I would very much like to do some research on the psychological methods used in U.S. Armed Services Basic Training, particularly the reasoning behind the high levels of aggression and intimidation utilized by instructors and the resulting effects on recruits. I’ve done a few hours of research on the internet, but have come up with nothing. What gives? Are Basic Training policies and procedures classified information?
Methinks you have a rather exaggerated view of Basic Trainign from watching A Certain Vietnam-War Movie with R. Lee. Ermy.
First, different branches handle differently. The marines were once a bit infamous for being a bit hardcase about it. To my knowledge, no branch fo the military uses that appraoch anymore.
Actually, I’m former U.S. Air Force. I’ve been through BMT myself.
It’s true that Basic now is not the same it was in Full Metal Jacket. Physical contact and swearing are now prohibited. However, the drill instructors (or T.I.'s, in the USAF) do use aggression and intimidation as SOP. What is the principle behind it and what are the short- and long-term psychological effects on recruits?

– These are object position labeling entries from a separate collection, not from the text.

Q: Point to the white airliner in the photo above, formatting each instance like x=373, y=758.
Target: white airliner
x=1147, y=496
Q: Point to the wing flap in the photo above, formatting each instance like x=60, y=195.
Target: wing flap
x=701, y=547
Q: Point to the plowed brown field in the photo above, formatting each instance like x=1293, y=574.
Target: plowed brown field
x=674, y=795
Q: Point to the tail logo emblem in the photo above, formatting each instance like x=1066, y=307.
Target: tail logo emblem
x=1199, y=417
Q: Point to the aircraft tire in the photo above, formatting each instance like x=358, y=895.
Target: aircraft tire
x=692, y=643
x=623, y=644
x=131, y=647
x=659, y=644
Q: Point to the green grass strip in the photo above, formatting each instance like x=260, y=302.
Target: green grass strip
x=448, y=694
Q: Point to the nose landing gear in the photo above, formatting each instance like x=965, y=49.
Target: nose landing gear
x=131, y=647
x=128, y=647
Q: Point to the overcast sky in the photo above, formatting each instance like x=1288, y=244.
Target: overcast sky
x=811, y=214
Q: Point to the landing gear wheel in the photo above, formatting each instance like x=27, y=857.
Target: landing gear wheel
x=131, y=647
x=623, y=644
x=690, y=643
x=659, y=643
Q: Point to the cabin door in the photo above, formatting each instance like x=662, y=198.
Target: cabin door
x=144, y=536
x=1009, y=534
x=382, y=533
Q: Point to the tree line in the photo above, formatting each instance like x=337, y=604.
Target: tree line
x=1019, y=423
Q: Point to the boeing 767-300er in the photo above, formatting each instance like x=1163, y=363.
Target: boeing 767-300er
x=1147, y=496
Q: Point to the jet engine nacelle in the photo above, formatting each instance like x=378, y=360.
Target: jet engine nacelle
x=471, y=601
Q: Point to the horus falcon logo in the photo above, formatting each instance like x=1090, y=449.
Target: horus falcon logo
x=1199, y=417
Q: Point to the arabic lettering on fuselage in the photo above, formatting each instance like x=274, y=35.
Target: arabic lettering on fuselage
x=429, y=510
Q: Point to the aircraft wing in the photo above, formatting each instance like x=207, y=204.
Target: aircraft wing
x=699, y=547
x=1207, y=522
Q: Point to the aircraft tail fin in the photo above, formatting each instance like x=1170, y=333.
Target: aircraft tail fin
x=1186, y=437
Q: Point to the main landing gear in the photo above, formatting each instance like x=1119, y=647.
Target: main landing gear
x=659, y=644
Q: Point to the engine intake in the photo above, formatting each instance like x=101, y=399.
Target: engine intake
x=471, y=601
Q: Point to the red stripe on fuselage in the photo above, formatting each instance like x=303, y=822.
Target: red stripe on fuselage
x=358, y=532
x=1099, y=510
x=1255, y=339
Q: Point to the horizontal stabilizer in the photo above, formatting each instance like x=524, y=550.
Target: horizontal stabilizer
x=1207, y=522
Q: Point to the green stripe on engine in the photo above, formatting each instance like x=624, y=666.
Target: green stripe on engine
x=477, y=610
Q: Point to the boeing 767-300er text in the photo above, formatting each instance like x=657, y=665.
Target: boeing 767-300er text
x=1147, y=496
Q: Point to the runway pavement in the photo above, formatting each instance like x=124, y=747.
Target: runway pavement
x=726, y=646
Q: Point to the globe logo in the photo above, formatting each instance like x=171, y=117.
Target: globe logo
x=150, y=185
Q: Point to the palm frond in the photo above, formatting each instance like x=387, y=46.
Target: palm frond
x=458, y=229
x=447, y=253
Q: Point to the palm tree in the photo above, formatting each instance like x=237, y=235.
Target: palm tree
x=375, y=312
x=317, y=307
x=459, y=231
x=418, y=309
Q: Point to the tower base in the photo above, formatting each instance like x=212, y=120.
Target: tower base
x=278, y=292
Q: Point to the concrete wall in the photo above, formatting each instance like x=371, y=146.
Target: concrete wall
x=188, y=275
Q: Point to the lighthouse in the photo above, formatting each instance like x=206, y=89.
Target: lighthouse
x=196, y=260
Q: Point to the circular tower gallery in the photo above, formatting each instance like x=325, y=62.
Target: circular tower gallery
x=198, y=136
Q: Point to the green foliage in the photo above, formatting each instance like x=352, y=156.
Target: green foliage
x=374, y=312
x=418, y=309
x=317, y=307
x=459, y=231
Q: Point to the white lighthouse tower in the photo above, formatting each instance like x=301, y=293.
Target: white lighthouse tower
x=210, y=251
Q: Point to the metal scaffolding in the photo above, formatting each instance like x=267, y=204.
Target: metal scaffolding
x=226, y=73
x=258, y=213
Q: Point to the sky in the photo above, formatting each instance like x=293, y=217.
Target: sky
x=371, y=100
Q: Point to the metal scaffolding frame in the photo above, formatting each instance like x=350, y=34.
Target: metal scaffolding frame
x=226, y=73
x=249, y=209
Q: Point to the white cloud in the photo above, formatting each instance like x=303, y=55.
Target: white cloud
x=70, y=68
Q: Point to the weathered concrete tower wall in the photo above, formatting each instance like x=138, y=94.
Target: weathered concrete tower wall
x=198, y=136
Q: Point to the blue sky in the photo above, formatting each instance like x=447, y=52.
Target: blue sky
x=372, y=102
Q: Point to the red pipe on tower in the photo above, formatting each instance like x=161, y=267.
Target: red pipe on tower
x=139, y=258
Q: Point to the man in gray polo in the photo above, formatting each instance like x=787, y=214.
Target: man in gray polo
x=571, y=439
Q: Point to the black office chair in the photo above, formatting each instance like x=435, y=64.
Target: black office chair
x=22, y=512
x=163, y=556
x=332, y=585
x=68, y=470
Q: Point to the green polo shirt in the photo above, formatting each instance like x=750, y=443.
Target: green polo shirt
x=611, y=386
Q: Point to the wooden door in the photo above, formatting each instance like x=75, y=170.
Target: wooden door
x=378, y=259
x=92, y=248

Not only are Army BT standards and training manuals not classified information, but they’re readily available on the Internet. Recruits going into BT are not assigned any kind of security clearance unless they already had one upon enlistment, and nothing about BT is classified. In terms of the rationale behind BT, you probably want to look at Drill Instructor training and manuals, which explains to DIs they whats, hows, and whys of training recruits.
I’m not quite clear on what the objective is of your research, but anyone who has been through any kind of basic training–be it military, peace officer, or otherwise–is that the purpose of intimidation and harassment is to inculcate the recruit into accepting the near-absolute authority of superiors, force recruits to push themselves to physical and mental limits, and weed out recruits who are unsuitable for service through deficiency or inability to accept authority. Basic training is just that; the physical and emotional conditioning to become a well-integrated cog in a military unit, and to prepare recruits for either battlefield conditions or more specialized training. As former Army Ranger General Barry McCaffery related in a story in which he and a classmate were laying face down in a rice paddy in Viet Nam under suppressive fire, his friend looked over at him and said, “Well, at least we’re not in Ranger school.” An additional advantage is that soldiers learn to bond with each other against a common enemy; in the case of BT, against the DIs. This kind of bonding is critical when it comes to having to depend on another person to cover you arse at peril to his own delicate skin.
I don’t know if this is why what you are looking for, but Dave Grossman’s On Combat, The Psychology and Physiology of Deadly Conflict in War and in Peace and Bruce Siddle’s Sharpening the Warriors Edge: The Psychology & Science of Training go into some amount of detail between more traditionally abstract marksmanship training, and the more realistic combat training that military recruits and police officers currently undergo, which makes them more prepared for the reality of combat. In Grossman’s On Killing: The Psychological Cost of Learning to Kill in War and Society, he goes into detail on the research performed by S.L.A. Marshall follow-on studies which demonstrated that using the basic training methods employed during WWI and WWII had only about 10-15% of soldiers even discharging their weapons on the battlefield and likely even fewer actually intentionally targeting enemy soldiers, whereas using the more realistic reactive targets during training for troops sent to Viet Nam achieved >95% of soldiers discharging weapons.
It turns out to be very difficult to train most people to intentionally kill; only about 2% of the population will (with assurance that what they are doing is just and moral) pick up a weapon and kill another person without suffering significant hesitation or resulting psychological trauma, even if they are under fire or otherwise threatened. Taking raw recruits and turning them into soldiers capable of killing strangers against whom they have not personal animosity upon (and only upon) authoritative direction is very difficult; it basically entails breaking down the native resistance that 98% of people have toward killing while not turning the recruit into an uncontrollable sociopath.
I’d also suggest Making the Corps by Thomas Ricks for a look at Marine basic training in the 90s.